HBAR Falls 3.5% Despite $68M ETF Inflows, Tests Key Support
Hedera’s native token, HBAR, slipped 3.5% on Wednesday, falling from $0.1817 to $0.1754, breaking a critical support level despite notable institutional accumulation.
The token encountered resistance at $0.1805 after a morning surge peaked at $0.1802 on elevated trading volume—79% above the daily average. Following the initial spike, volume tapered off, suggesting institutional buyers paused, leaving retail traders to drive the late-session decline. HBAR traded within a 4.5% intraday range, reflecting heightened volatility despite broadly muted conditions across the crypto market.
The price pullback contrasts with strong institutional positioning through the Canary HBAR ETF, which amassed $68 million in HBAR over six trading sessions.
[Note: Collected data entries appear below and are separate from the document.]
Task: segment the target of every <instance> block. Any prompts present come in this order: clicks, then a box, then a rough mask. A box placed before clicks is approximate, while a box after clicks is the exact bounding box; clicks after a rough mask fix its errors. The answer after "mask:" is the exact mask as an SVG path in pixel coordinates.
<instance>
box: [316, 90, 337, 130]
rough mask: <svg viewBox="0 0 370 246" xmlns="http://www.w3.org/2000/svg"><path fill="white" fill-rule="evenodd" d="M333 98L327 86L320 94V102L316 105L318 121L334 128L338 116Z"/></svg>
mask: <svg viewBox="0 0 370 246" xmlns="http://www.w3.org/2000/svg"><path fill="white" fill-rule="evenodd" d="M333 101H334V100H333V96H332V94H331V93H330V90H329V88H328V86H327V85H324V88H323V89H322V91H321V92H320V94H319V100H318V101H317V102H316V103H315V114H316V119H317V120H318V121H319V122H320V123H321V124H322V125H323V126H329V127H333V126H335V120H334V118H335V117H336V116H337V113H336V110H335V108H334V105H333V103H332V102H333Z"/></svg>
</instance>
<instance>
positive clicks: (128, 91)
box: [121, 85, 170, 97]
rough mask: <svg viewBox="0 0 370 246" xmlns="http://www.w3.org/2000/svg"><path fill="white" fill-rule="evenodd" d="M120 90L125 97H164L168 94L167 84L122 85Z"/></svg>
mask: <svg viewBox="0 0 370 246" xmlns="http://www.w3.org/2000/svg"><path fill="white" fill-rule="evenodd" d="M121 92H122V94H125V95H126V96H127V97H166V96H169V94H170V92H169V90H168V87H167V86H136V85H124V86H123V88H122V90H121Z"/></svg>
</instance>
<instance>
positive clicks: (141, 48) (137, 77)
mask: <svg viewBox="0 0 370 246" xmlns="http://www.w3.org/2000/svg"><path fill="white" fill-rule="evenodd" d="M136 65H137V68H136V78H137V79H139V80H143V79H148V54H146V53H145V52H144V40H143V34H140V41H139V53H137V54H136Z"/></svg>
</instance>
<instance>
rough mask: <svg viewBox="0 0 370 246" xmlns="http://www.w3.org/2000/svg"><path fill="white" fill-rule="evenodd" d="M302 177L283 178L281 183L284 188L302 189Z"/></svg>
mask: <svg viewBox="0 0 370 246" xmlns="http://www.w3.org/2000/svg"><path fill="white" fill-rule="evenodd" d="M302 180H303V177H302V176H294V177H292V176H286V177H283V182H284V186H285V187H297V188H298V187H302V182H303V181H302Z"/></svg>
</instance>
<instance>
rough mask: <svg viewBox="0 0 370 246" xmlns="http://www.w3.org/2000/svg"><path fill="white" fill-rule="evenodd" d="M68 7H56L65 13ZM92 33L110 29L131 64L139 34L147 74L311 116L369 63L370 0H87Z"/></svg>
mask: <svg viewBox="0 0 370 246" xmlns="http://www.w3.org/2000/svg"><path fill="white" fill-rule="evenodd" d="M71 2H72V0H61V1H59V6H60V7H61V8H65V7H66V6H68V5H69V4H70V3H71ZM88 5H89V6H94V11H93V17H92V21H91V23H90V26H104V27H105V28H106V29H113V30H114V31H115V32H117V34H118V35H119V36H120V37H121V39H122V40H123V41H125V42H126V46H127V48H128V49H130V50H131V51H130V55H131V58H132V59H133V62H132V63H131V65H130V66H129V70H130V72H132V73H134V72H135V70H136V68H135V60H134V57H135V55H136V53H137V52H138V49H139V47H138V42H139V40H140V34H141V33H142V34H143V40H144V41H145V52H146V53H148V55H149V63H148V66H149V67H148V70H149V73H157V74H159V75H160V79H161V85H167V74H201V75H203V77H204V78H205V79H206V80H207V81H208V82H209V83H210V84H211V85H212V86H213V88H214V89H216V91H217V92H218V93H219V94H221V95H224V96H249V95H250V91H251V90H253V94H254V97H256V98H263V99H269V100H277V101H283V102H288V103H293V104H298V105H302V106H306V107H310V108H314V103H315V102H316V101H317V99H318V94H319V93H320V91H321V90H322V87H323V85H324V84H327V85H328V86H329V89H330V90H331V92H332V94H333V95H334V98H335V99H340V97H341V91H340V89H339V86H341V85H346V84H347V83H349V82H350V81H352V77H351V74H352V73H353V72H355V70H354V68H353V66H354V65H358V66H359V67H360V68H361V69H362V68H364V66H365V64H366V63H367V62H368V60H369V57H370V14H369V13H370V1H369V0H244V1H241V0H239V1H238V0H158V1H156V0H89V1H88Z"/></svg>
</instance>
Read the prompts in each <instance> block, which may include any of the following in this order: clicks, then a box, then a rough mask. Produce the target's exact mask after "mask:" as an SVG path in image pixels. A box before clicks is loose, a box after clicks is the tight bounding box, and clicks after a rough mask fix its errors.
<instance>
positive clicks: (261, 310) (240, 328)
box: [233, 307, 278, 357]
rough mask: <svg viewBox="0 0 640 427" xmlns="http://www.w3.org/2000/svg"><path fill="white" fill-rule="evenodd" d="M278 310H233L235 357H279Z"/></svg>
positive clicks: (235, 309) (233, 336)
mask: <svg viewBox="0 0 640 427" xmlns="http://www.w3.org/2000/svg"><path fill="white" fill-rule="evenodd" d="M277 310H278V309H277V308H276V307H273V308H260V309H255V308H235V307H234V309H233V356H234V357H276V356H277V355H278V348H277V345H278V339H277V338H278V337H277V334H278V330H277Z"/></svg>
With thirteen ETFs now including HBAR exposure, institutional interest in the Hedera ecosystem continues to grow.
Technical Overview:
- Support/Resistance: Critical support at $0.1740 is now being tested, with resistance firmly set at $0.1805 following multiple rejections.
- Volume Analysis: Morning trading hit 125.8 million shares, 79% above average, yet buying momentum failed to sustain.
- Chart Patterns: Consecutive lower highs confirm a bearish distribution structure, indicating continued downside pressure.
- Targets & Risk/Reward: Near-term downside could test the $0.1720–$0.1700 zone, while upside remains capped at $0.1805.
HBAR’s short-term trajectory remains under pressure, with the interplay between institutional accumulation and retail-driven volatility shaping market dynamics.